Before the 1960s, Yang Kui, who was a social activist during the Japanese colonial period, was frequently imprisoned for his social activism. After the war, he was imprisoned for twelve years during the White Terror and was released in 1961. It can be said that for about thirty years after the war, Yang Kui was in a state of silence and produced a small number of works as a left-wing social activist writer.
After the 1970s, Yang Kui, who was in his late sixties, began to be reacquainted by the public in the midst of the rising national consciousness following the Diaoyu Islands dispute (1972). He was first identified as an “anti-Japanese old writer.” After five to seven years, Yang Kui’s “voice” was not just his literary works, but more of a practice in response to the social situation. The exhibition project focuses on Yang Kui’s rewriting of “Three Cobblers” into the lyrics of “The Foolish Old Man Removes the Mountains” in response to the song composed by Li Shuangze, who once said “Sing your own song.” After that, Yang Kui became increasingly vocal about his views on current affairs, even the February 28 Incident. The trend of Yang Kui’s “uninhibited” speech reached its peak when he visited the United States as part of the The International Writing Program, University of Iowa in 1982, and continued until his death in 1985.

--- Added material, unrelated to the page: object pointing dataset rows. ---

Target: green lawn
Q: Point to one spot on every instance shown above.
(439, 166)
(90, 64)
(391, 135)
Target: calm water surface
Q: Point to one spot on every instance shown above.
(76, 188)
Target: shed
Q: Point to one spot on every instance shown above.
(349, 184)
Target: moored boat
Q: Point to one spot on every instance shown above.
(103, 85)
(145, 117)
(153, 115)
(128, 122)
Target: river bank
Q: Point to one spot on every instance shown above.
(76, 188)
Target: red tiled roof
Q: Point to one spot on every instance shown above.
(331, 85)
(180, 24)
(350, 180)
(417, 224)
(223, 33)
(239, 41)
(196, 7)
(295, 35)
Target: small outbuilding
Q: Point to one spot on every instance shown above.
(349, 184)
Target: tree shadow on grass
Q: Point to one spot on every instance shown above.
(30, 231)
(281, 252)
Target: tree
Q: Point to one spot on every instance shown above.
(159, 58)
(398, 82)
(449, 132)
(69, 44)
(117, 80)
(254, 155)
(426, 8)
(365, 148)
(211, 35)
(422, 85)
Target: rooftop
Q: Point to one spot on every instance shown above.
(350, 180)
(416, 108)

By the 1990s, Yang Kui reappeared to the public through images and sounds different from the past. This signifies how Yang Kui was desired and needed in the 1990s. In this regard, through the online exhibition “The Foolish Old Man Removes the Mountains: The Sounds and Images of Yang Kui in the 1990s”, I am contemplating the possibility of revisiting archives and conducting in-depth interviews with key figures from that time. Through this process, one may glimpse the clues shaping the established framework of Taiwan’s literary system in the 1990s. I hope that this effort, whether in the face of literary, visual, narrative transformations, or archival interpretation, may yield new discoveries.
Curator
Hsing-Jou Yeh
Freelance art researcher, producer and curator. PhD student in the School of Fine Arts, Taipei National University of the Arts. Her research focuses on art history in 1990s Taiwan, with a specific interest in the DIY spirit and independent artistic practices of that period. She also explores the methodology for interpreting video documentation of arts as historical material. Her curatorial research has centered on socialist writer Yang Kui, probing the “medium-turn” in 1990s Taiwanese literature and the cultural phenomenon of the “Tunghai Garden” in the 1970s.